Figure 1 shows the optimal values of the independent variables and their effects on response variables. Under the optimized conditions, a production process was established to validate the multiple response prediction. The obtained values of protein content, MCA, spMCA, PA, spPA, and MCA/PA ratio were 5.11 mg/mL, 2258.13 SU/mL, 441.90 SU/mg, 5.81 PU/mL, 1.14 PU/mg, and 388.66, respectively; these values were close to the predicted values based on the composite desirability approach. Figure 2 represents the interaction between each two independent variables and their effect on spMCA of protease while maintaining other variables at the central point.

Fig. 1.

Fig. 1

Multiple response optimization of protease production. Columns represent the effect of each factor on the responses (rows). Vertical red lines represent the optimal values of the independent variables yielding the desired responses. Horizontal blue lines represent the predicted values of responses for the optimal set of independent variables. The numbers in the first row represent the range for each factor and its optimal value (shown in red). Optimal values of responses are shown in the first column (blue values). D is the composite desirability index, encompassing all responses; d is the individual desirability index. (0≤di≤1) higher index values reveal higher desirability, whereas 1 represents a completely desirable

Fig. 2.

Fig. 2

3D Response surface plots representing the interaction between each two independent variables and their effect on spMCA. Other variables were kept at their constant level. a spMCA vs temperature; time, b spMCA vs casein; pH, c spMCA vs pH; time, d spMCA vs pH; temperature, e spMCA vs moisture; time, f spMCA vs moisture; temperature, g spMCA vs casein; temperature, h spMCA vs Moisture; pH, i spMCA vs casein; time, j spMCA vs casein; moisture

Discussion

Preliminary screening of medium formulation

The variation of enzyme production in the different media is due to the differences in the physical and chemical properties among the substrates.

The size and geometric shape of substrate particles are the most important physical characteristics which affect medium porosity and determine the surface-area-to-volume ratio which affects the rate of reactions [8]. The fine wheat flour particles may get packed together and filled the space between wheat bran particles, which affected the microbial respiration and, consequently, the growth rate.

As for the chemical properties that appear to affect protease production, they could be represented by the structure and availability of substrates, the type and proportions of organic materials, and the nutrient content.

The decrease in protease production with an increasing replacement ratio with soybean powder is due to the decreasing carbon-to-nitrogen (C/N) ratio.
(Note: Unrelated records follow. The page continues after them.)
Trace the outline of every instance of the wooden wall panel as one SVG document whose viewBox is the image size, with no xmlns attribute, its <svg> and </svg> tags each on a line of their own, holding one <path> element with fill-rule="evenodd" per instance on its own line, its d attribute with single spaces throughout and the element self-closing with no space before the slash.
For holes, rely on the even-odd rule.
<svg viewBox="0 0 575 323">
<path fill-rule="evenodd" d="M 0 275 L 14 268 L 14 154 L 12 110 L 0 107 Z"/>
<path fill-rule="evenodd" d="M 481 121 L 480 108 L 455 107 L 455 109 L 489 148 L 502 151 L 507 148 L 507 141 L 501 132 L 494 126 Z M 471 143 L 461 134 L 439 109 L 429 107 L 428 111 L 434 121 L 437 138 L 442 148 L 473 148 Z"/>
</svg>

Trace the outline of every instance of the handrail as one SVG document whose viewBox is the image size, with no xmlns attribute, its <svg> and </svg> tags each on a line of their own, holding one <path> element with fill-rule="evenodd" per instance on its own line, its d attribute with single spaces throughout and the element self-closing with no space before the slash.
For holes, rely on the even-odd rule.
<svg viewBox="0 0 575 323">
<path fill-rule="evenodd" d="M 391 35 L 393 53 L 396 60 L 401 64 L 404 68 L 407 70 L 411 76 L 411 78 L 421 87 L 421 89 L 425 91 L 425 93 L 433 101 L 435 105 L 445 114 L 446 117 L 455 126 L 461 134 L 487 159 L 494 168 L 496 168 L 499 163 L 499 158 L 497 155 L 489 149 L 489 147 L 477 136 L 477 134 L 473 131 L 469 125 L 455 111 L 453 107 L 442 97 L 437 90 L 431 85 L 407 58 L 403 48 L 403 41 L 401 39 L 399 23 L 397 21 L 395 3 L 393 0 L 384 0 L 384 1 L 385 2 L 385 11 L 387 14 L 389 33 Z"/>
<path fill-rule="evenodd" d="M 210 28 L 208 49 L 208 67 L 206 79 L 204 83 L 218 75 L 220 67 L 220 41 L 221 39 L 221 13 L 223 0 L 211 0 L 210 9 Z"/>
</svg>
The C/N ratios in the used substrates are approximately 39.1:1.26, 44.7:2.20, 50.70:2.28, 45.40:6.71 for wheat flour, wheat bran, corn, and soybean, respectively [17, 44]. A reduction in protease production from filamentous fungi with decreasing C/N ratio was indicated by Aguilar et al. [3] and Boratyński et al. [13].

High concentrations of easy assimilation saccharides have a negative effect on protease production despite stimulating growth [31, 34]. The high amount of reducing sugars resulted from the hydrolysis of starch in wheat flour and corn powder may have led to carbon catabolite repression, suggesting that in the absence of glucose, protease plays a role in supplying peptides or amino acids as the carbon or energy source in addition to being a nitrogen source. Consequently, protease synthesis could be repressed when the energy status of the cells is high in the presence of glucose [40]. This phenomenon is widespread in filamentous fungi [2]. Amer et al. [9] have reported inhibition of protease production from Rhizomucor miehei with increasing glucose concentration in the fermentation medium. They also observed that higher lactose concentration resulted in lower enzyme activity and high biomass production, and they suggested that the glucose that resulted from lactose breakdown has led to protease repression or a metabolic deviation for biomass synthesis. In contrast to our findings, Thakur et al. [46] obtained higher protease production from Rhizomucor miehei by the supplementation with wheat flour to wheat bran medium.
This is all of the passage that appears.